If statistical outliers are a concern, I suppose you can use the word "typically" in the relation name; e.g. 'typically has increased mass density relative to'.

If that seems overly burdensome, I like the idea of using canonical/exemplar individuals. It allows for straightforward modeling such as:

:exemplar_firn 'has increased mass density relative to' :exmplar_powdery_snow

AFAIK, there isn't an OBO Foundry position on using exemplars. So, I wouldn't be too concerned. There are perhaps some interesting questions about the metaphysical status of canonical individuals (e.g., Are they concrete or abstract?), but waiting for metaphysical guidance on this may take years.

A relational quality may also be useful. E.g., (and I'm probably going to the exact representation wrong ... sorry):

'has increased mass density relative to'  rdfs:subClassOf 'relational quality' .
'has increased mass density relative to' 'inheres in' some firn .
'has increased mass density relative to' towards some 'powdery snow' .

Using OWL rollification may be an option, but that rabbit hole might not be worth exploring.

cmungall commented 3 years ago

To echo what @matentzn says: the need may sound "simple and valid", but OWL is simply not a good system for this kind of knowledge.

There is a really good paper by Alan Rector, Stefan Schulz, Jean MarieRodrigues, Chris Chute and @hsolbrig

On beyond Gruber: “Ontologies” in today’s biomedical information systems and the limits of OWL https://www.sciencedirect.com/science/article/pii/S2590177X19300010#b0440

Although the focus is biomedical/clinical systems, what they talk about is highly applicable here (defeasible statements). I recommend reading the whole paper. This is the combined wisdom of experts each with multiple decades of experience modeling using DLs and other systems.

You can skip to "5.1. Alternatives consistent with OWL semantics but which are unlikely to capture the intended meaning or scale well"

@wdduncan - Rector et al do talk about this approach of prepending the modality onto the relation, but find it wanting, at least for object properties

ultimately there are no great solutions in OWL, but a number of imperfect solutions can be proposed, and the one to be selected depends heavily on your use case - not just your use case of what you as an ontologist want to say, but the use cases of how users will use the overall system.

I will post my proposal for a plan moving forward in the next comment

cmungall commented 3 years ago

Proposal:

We will add to RO, two sets of properties shadowing a selected subset of PATO attributes

(we can include more user-friendly labels in most cases, e.g. denser-than)

The set AP is intended to be used only with classes, although this cannot be enforced in OWL. It has no semantics according to OWL.

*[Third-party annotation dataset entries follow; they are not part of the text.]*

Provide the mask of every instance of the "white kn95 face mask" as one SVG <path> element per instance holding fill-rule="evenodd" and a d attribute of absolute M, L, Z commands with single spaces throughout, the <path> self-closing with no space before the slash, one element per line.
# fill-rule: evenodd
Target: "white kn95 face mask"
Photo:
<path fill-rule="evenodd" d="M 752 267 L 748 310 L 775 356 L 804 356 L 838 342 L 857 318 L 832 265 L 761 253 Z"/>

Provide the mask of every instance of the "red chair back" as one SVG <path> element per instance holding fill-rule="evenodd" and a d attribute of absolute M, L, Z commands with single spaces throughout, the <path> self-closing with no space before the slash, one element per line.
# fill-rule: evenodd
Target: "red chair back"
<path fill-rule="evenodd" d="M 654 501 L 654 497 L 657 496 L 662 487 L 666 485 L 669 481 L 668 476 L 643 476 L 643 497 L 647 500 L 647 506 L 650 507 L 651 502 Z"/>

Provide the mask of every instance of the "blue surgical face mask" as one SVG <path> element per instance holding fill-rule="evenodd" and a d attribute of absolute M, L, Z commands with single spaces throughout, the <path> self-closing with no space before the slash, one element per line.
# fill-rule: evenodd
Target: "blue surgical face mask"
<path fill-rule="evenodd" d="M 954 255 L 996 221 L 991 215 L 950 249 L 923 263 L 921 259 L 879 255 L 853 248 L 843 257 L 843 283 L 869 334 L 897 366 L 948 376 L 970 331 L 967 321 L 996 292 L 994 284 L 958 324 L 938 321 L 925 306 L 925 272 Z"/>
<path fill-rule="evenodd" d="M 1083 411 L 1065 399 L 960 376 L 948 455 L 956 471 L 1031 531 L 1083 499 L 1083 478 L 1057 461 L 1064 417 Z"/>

The set OP is, by nature of being object properties, only applicable to between individuals. Broadly speaking this permits 3 patterns of usage:

  1. between actual individuals in the realist sense, e.g. alice and bob; this portion of powdery snow and that portion of firn
  2. In punning, e.g. 'powdery snow' denser-than firn
  3. In TBox axioms, typically of the form C subClassOf OP some D

Note that use 1 lends itself well to triads of statements involving exemplars (see @wdduncan's response). I would consider this to be good usage.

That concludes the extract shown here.